The happiness lasted about six minutes. That is when I hit the worst brush I have encountered since that epic climb on Mt Kintla back in 1996. That time the slide alders were so tight they locked you in, tore away every square inch of exposed skin, and I fell off a hidden dry waterfall and almost broke my leg. This was on par if not a little worse than that experience.
To add to the misery was the heat. And now I couldn’t move fast enough to keep the bugs at bay. As a bonus, the brush pulled the safety off my bear spray can. Only a little puff got out, just enough to make my eyes water some and have me thrash thru the forest like a blind Tasmanian devil for about twenty minutes or so. I didn’t need any bear bells, as the steady stream of loud profanities spewing forth from my thirst-chapped lips would have certainly scared off any living creature within a two-mile radius.

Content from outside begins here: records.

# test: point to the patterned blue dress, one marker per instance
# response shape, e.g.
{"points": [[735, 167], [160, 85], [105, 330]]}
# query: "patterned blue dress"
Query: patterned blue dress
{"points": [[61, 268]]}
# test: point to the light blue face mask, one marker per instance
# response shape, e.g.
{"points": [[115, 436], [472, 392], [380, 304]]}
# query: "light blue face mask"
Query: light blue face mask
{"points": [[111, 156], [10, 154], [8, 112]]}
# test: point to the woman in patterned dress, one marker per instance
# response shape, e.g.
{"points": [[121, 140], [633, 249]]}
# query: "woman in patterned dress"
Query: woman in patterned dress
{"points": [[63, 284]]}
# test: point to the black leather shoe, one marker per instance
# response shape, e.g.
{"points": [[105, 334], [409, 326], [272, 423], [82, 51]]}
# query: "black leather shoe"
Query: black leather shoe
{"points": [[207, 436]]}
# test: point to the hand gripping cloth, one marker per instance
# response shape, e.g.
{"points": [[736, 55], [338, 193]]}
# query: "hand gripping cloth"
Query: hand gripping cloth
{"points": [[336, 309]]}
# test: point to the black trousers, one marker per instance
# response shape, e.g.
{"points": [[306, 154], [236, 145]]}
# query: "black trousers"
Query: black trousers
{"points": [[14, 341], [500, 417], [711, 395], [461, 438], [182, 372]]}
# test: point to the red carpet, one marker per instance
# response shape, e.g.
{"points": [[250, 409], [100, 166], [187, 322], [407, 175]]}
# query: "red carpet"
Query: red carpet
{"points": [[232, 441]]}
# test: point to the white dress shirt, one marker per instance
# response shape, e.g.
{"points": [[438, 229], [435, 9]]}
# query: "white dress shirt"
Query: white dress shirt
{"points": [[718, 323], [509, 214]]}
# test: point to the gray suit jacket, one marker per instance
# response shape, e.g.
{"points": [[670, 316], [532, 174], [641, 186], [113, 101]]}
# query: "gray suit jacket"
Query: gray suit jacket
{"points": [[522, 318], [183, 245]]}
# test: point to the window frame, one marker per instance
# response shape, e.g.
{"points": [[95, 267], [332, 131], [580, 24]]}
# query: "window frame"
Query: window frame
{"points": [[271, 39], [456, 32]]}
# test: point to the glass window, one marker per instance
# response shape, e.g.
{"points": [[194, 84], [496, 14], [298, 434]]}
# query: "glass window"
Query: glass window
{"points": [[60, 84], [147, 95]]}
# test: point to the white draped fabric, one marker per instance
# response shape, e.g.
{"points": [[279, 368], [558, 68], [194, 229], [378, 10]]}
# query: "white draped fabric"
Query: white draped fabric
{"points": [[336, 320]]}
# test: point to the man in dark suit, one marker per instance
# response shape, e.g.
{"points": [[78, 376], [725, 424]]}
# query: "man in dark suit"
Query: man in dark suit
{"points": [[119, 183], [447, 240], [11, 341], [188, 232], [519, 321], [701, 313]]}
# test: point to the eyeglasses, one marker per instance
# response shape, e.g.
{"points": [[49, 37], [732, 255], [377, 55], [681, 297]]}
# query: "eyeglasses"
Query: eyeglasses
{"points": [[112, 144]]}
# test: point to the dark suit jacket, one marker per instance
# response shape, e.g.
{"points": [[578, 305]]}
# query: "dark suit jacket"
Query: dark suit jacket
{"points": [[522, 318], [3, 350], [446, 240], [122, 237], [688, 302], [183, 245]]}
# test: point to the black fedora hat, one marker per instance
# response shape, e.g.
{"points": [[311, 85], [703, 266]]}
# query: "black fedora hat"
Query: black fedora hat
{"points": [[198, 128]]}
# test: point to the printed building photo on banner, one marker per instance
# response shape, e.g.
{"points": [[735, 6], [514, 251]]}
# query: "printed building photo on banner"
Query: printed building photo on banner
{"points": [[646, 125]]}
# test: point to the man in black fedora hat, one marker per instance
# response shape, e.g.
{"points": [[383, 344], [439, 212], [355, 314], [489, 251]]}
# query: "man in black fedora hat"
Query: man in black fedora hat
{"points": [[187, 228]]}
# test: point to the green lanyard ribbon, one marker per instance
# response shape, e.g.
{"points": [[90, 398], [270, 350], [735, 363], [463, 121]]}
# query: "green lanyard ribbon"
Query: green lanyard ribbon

In the end, I fell onto the main trail, and from there had another arduous and soul-searching two hours of boot pounding back to the truck. All the time trying to keep the black flies from laying eggs in the festering open wounds the brush had left in my legs and arms. I knew I was getting close to the trailhead when I passed a group of young women walking to the lake with coffee cups for the sunset, all wearing Lululemon yoga pants. And they smelled like Bounce fabric softener.
No more climbing drainages around Rising Wolf or in the Two Medicine Valley for me. My curiosity about alternative off-trail routes has been satisfied. Although a wonderful day to look back on, with pictures that say a thousand words, I was just tired. Time to go home. Dave out.
Oh, and did I mention another climber died climbing Rising Wolf the same day I was there? I remember seeing a rescue helicopter in the late morning just before reaching the summit.
Your making my trek to the mailbox seem insignificant but the challenge presented by bears in my neighborhood is real:)
https://www.q13fox.com/news/black-bear-killed-after-attacking-jogger-near-lake-whatcom
I know you are really experienced and careful, but you are lucky to be alive after that adventure! Stay safe.